Matthew Park: No, not really. A lot of the songs touch a little on themes of depression and loneliness and stuff like that, but I think that’s the only song in particular that has any reference to drug or alcohol addiction.
But that song’s not just about that. It can be about a lot of things as they relate to people trying to be happy, like taking antidepressants, or people being addicted to exercise and money and stuff like that.
I guess for me, things like depression and addiction have been themes to my own personal life, so the thing’s to write that, you know?
Not having to overthink it. But none of that was intentional per se. I don’t think many of the songs, lyrically, are super intentional. They’re all just kind of whatever it is that comes out of me, whatever I’m feeling at that moment of writing the lyrics.
Dive: You said before that sometimes, lyrically, the album doesn’t make sense?
MP: In a way.
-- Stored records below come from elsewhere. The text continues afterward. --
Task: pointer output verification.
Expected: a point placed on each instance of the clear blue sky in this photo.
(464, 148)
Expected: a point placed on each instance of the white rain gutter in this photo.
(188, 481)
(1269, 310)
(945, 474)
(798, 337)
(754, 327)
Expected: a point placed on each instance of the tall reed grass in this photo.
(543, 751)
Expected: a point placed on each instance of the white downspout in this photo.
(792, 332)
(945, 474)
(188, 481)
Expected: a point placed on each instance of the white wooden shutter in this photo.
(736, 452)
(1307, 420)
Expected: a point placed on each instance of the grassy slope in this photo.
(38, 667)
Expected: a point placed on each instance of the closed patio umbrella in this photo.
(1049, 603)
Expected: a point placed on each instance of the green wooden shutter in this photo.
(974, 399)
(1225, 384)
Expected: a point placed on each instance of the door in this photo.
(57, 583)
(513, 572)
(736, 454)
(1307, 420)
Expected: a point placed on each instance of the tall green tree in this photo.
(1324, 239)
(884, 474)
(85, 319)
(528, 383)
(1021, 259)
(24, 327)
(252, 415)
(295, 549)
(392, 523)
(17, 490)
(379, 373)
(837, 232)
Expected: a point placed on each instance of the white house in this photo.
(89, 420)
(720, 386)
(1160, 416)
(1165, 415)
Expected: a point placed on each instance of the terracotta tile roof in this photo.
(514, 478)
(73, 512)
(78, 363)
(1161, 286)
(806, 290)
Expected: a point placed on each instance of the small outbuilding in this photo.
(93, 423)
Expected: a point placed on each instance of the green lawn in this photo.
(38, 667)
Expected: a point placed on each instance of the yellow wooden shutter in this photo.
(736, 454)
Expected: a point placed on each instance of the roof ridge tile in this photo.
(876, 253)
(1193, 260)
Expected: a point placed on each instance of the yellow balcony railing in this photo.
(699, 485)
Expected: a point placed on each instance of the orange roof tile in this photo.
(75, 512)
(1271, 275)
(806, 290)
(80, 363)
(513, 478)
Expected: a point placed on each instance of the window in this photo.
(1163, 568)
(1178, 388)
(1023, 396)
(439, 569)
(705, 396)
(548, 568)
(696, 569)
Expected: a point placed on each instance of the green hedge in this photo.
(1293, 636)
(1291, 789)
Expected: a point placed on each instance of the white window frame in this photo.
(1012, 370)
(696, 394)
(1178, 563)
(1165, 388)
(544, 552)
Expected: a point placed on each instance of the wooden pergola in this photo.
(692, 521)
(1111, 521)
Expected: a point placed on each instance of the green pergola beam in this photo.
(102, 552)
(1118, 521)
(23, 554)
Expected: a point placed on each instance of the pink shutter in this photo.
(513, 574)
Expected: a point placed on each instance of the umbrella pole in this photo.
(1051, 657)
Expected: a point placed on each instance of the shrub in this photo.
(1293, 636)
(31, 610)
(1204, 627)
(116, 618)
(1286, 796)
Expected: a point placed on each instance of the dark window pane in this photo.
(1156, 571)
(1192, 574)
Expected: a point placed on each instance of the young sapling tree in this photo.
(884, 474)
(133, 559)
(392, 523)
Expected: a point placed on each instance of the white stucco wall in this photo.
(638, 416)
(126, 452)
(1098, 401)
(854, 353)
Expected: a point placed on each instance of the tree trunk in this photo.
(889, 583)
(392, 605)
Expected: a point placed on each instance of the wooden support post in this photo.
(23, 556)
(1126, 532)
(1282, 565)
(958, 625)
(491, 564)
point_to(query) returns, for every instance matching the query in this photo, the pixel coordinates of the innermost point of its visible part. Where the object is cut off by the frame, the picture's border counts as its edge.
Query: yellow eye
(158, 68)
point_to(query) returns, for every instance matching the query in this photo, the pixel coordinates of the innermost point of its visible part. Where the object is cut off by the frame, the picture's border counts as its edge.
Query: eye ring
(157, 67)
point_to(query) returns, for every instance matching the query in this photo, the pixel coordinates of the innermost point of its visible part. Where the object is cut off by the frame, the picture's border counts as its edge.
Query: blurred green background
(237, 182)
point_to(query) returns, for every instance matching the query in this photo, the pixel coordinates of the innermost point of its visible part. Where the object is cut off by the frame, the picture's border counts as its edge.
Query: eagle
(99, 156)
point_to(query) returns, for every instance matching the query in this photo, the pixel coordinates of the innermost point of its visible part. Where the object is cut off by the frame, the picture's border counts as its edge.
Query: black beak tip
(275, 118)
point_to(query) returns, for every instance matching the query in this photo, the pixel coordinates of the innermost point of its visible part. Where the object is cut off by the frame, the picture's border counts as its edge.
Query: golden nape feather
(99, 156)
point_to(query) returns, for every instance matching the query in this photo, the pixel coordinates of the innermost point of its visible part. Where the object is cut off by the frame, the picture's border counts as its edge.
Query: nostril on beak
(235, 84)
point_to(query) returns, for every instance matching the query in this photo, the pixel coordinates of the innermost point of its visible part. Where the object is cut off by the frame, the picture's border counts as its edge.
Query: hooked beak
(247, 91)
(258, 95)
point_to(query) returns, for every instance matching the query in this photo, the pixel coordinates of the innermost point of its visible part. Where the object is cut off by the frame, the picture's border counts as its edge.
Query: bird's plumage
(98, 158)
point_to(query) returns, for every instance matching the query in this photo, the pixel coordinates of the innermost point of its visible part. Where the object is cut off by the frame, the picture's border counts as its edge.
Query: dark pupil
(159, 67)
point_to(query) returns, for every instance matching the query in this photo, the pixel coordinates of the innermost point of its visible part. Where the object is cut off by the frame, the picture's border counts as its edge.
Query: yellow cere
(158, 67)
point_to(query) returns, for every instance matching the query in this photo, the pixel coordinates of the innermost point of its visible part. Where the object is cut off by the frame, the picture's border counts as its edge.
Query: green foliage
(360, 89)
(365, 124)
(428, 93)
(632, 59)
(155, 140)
Writing lyrics is an interesting thing. Sometimes I’ll write a song and already have some lyrics in mind, or a vocal melody. Sometimes I’ll hear an entire song in my head: all the music, all the parts and some vocal melody. There are different approaches.
I’ve written hundreds of songs in my life, over a long period of time, and sometimes I don’t really concern myself too, too much with the lyrics.
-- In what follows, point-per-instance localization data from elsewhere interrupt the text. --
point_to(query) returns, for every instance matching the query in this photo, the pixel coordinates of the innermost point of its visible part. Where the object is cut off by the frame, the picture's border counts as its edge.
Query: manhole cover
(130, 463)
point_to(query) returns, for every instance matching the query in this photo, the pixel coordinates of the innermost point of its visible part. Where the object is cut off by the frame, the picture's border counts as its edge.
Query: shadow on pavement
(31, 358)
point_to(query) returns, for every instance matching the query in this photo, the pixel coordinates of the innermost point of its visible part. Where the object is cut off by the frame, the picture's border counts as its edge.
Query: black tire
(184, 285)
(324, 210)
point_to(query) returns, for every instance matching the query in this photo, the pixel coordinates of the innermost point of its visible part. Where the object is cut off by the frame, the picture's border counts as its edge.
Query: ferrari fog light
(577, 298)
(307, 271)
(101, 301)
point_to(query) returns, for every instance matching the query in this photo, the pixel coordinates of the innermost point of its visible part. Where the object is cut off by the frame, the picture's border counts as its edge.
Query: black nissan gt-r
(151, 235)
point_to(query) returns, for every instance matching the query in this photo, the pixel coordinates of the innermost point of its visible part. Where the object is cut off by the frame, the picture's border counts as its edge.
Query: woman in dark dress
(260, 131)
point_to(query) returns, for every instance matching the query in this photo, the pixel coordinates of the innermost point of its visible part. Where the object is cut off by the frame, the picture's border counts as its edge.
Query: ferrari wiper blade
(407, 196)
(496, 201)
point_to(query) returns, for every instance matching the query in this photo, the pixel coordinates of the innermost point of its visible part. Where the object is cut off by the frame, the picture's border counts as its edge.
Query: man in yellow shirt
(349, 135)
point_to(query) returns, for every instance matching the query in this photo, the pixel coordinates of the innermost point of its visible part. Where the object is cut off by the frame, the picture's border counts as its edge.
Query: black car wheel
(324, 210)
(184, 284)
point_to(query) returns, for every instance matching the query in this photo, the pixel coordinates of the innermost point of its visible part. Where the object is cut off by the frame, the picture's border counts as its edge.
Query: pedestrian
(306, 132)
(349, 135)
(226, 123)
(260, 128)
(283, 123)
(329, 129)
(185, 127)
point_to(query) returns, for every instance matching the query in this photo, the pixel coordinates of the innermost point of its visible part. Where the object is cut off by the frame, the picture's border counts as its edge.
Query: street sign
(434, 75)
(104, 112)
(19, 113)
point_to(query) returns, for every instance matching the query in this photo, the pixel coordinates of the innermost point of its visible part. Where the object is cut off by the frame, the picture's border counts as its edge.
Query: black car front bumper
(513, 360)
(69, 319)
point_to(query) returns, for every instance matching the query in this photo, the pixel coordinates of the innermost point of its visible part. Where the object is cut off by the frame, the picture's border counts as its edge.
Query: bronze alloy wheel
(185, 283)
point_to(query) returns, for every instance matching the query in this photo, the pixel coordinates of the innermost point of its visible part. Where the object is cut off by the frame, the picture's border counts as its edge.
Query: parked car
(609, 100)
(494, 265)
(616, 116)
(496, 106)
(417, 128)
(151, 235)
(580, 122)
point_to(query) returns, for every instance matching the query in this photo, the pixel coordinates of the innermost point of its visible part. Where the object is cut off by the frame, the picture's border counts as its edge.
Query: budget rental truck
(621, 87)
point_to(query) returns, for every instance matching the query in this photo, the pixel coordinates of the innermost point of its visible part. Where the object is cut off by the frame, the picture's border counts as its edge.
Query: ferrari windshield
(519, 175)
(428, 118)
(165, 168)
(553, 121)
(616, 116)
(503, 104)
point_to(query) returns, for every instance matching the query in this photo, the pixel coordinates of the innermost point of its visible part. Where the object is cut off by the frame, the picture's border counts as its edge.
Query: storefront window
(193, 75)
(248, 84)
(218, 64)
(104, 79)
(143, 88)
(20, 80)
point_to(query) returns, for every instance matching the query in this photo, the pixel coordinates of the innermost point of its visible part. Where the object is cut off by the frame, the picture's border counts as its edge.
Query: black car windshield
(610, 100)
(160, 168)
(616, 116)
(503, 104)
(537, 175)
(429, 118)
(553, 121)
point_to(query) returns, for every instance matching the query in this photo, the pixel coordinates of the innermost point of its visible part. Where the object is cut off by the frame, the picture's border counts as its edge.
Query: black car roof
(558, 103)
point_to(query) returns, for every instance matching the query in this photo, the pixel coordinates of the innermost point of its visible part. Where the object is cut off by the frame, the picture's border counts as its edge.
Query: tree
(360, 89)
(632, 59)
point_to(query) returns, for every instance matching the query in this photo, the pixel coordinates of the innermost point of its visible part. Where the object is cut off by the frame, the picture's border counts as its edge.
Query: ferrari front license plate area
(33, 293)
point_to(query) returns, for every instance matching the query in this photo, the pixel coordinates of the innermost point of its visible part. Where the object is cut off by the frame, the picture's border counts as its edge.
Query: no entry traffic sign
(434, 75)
It makes me feel like I’m not really being true to what’s happening inside my brain or inside my heart. So oftentimes my best lyrics will come out of like a stream-of-consciousness kind of writing, to where I won’t really know what the song’s about until I look back at it after I’ve already written it.
Then I can be like, “Oh, OK.” It’s almost like analyzing your dreams when you wake up in the morning.
Dive: You recorded the album in a home studio — can you tell me about the recording process?
MP: Ever since I was a teenager I had a four track cassette tape recorder, so recording the song is always part of the song itself to me.
You know, recording is like, the fifth instrument or whatever. It’s the crucial element to the way the song ends up feeling and sounding. I need to maintain control over that at all times.
I’ve had experiences before of going in to some stranger, where they’re at the controls, and you can make suggestions and try your best, but at the end of the day it’s somebody else turning the knobs.
It’s important to us that we’re always at the controls so that it can be exactly the way we need it to sound. So recording in a house, or anywhere we can record on our own, is crucial to the process.